There are several new laws coming out of the 2021 legislative cycle that will impact personal injury lawyers and their clients. Police and custodial officers have lost immunity against claims for malicious prosecution, and heirs in a survival action can now recover for the decedent’s pain, suffering, and disfigurement. Other developments include the easing of government claim presentation requirements.
The Bane Act is California’s most broadly applicable civil rights law—the state counterpart to the federal civil rights act, 42 U.S.C. § 1983. As of January 1, 2022, for the first time in California history, people will be able to bring claims under California law against police and custodial officers for malicious prosecution or for injuries to prisoners. Changes to the Tom Bane Civil Rights Act (Civ. Code, § 52.1) will remove immunities to such claims brought under the Act.

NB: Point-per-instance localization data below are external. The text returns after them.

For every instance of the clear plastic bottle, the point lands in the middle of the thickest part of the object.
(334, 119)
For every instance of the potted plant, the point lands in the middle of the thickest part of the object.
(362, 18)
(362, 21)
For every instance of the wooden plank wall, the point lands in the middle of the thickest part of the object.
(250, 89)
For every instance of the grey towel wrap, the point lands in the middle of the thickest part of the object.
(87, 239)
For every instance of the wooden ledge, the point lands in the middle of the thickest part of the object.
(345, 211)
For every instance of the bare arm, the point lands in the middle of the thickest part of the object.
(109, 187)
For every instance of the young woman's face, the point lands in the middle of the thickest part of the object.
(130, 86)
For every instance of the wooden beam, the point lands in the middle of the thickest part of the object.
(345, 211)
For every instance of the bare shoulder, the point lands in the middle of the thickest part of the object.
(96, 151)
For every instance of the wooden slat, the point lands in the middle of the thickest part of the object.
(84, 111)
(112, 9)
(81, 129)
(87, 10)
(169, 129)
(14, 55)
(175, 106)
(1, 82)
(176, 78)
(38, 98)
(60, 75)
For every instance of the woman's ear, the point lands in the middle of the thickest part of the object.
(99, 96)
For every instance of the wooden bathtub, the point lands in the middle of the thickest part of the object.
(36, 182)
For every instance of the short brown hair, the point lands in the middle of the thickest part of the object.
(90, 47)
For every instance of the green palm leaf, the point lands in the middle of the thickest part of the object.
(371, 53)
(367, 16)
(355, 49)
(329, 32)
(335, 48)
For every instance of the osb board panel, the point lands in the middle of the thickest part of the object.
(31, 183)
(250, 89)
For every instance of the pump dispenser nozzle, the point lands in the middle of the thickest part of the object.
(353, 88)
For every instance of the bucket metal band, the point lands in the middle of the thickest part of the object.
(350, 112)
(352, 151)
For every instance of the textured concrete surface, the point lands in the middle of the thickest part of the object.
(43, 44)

Effective Jan. 1, 2022 to Jan. 1, 2026, Code of Civil Procedure section 377.2 was amended (SB 447) to allow for the recovery of the decedent’s pain, suffering and disfigurement. Traditionally, such damages were not recoverable as compensatory damages in a survival action; however, the decedent’s emotional distress could be considered for purposes of punitive damages. Rubio v. CIA Wheel Group (2021) 63 Cal.App.5th 82, 91-94.
Several statutory changes taking effect on January 1, 2022 will impact personal injury lawyers in California. Key changes include: (1) easing of government claim presentation requirements (SB 501) and (2) no claim requirement in cases of sexual assault by a police officer (AB 1455).